Song by Joy Division

from the album A Factory Sample
- Released: December 1978
- Recorded: 11 October 1978
- Studio: Cargo Studios, Rochdale
- Genre: Post-punk
- Length: 2:50
- Label: Factory
- Songwriter(s): Bernard Sumner; Peter Hook; Stephen Morris; Ian Curtis;
- Producer(s): Martin Hannett, Joy Division

= Digital (Joy Division song) =

"Digital" is a song by English post-punk band Joy Division, originally released on the 1978 double seven-inch EP entitled A Factory Sample. It was later featured on the 1981 compilation album Still, the 1988 compilation album Substance and the 1997 box set Heart and Soul.

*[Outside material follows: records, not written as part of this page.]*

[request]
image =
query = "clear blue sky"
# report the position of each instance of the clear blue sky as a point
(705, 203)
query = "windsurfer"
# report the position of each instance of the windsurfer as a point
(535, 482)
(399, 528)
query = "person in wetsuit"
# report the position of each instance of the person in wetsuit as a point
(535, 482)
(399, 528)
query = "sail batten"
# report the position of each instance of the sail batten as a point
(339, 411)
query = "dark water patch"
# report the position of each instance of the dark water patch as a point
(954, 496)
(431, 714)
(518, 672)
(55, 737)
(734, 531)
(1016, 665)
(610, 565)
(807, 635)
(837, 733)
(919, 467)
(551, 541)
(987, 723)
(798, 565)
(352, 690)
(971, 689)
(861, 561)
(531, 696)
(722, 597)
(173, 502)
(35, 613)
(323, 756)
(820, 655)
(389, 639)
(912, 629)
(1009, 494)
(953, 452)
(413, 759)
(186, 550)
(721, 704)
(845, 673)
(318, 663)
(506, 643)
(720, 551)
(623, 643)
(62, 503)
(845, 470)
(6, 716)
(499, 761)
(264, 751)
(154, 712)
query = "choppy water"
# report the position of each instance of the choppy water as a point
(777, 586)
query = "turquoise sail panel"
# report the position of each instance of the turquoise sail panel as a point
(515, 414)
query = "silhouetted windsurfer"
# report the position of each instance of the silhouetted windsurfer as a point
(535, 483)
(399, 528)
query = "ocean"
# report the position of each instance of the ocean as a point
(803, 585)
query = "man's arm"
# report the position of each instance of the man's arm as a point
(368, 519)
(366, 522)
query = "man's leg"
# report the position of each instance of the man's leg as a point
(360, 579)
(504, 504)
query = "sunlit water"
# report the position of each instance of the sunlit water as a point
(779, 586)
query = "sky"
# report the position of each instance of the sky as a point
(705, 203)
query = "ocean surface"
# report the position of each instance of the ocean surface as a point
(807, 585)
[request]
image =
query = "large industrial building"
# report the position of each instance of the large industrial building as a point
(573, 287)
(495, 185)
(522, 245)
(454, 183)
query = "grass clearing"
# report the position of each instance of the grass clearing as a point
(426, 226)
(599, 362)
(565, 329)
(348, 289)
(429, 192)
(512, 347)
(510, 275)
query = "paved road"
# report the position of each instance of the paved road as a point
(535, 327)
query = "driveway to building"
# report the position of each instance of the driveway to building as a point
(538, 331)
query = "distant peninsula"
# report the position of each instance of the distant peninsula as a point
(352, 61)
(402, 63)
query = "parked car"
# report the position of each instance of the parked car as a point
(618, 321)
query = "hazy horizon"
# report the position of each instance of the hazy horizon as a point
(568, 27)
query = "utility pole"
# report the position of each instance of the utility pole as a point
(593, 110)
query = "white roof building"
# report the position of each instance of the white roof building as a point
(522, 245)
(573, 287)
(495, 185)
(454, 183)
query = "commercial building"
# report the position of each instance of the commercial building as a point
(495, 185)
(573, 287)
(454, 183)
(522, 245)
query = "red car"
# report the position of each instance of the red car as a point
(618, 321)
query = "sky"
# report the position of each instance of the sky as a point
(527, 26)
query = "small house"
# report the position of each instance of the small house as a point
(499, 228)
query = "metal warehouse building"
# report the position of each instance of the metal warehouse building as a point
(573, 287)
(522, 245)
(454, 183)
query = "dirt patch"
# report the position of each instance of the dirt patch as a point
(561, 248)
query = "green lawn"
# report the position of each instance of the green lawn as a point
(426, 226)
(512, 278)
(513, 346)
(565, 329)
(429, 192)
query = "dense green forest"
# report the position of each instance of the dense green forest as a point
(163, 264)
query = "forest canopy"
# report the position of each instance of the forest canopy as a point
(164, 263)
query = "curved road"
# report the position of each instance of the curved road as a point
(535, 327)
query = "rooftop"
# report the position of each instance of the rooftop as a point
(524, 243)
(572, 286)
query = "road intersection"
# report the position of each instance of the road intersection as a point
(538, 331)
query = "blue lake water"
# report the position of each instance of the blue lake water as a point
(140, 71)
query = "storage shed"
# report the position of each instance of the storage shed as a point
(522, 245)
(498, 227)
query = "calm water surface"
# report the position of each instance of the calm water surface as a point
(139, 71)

The track was recorded in the band's first session with Martin Hannett as a producer. Recording took place at Cargo Studios in Rochdale, Lancashire on 11 October 1978.

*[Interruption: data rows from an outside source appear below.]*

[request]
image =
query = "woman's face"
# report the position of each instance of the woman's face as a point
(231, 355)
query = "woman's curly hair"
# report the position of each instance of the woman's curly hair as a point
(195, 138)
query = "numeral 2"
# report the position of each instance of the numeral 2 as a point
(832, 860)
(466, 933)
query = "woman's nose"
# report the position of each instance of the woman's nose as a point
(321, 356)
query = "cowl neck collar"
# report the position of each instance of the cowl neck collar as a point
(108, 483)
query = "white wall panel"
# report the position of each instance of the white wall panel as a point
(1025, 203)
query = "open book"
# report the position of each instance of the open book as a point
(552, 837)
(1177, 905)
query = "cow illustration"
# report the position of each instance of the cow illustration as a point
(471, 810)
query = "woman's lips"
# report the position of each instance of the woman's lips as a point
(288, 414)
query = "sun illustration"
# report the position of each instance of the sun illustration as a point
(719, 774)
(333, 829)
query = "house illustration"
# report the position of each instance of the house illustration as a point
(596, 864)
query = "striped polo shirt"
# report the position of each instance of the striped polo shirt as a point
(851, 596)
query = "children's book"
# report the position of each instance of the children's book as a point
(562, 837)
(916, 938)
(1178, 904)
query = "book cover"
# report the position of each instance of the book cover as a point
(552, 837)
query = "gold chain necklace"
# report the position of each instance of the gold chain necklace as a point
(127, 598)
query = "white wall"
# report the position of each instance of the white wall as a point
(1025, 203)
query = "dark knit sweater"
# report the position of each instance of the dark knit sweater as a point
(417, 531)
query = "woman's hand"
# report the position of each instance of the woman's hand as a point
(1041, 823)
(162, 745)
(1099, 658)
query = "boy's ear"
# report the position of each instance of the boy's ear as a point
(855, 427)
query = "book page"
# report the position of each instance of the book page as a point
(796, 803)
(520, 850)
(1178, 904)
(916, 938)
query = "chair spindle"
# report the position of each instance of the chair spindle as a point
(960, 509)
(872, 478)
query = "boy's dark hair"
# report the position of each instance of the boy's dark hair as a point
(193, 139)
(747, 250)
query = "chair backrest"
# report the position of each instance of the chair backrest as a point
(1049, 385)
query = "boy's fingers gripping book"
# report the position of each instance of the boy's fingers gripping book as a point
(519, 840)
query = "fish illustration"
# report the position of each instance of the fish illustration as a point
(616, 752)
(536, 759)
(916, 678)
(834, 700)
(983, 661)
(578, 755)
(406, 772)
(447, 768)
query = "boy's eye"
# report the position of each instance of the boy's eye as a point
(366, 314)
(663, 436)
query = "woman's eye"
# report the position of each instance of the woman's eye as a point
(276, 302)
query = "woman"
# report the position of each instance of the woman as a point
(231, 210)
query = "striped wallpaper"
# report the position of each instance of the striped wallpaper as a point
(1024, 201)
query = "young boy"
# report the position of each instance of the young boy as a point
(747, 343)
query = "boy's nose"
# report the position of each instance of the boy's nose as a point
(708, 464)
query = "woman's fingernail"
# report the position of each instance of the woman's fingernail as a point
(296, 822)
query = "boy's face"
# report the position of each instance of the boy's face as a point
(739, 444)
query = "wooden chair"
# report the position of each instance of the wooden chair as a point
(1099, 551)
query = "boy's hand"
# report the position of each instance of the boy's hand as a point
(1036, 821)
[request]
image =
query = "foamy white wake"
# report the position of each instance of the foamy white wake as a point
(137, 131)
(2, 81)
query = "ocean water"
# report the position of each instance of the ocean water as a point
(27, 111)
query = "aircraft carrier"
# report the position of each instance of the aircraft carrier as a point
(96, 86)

It was the last song ever performed by Joy Division, as it was the final song of the last gig recorded on 2 May 1980 at Birmingham University, just before the suicide of the band's singer Ian Curtis. The entire concert was released on the Still album in 1981; it is also notable for including one of only three known recordings of "Ceremony".

==Other media==
The song is featured in the films 24 Hour Party People and Control, when Tony Wilson sees the band play for the first time.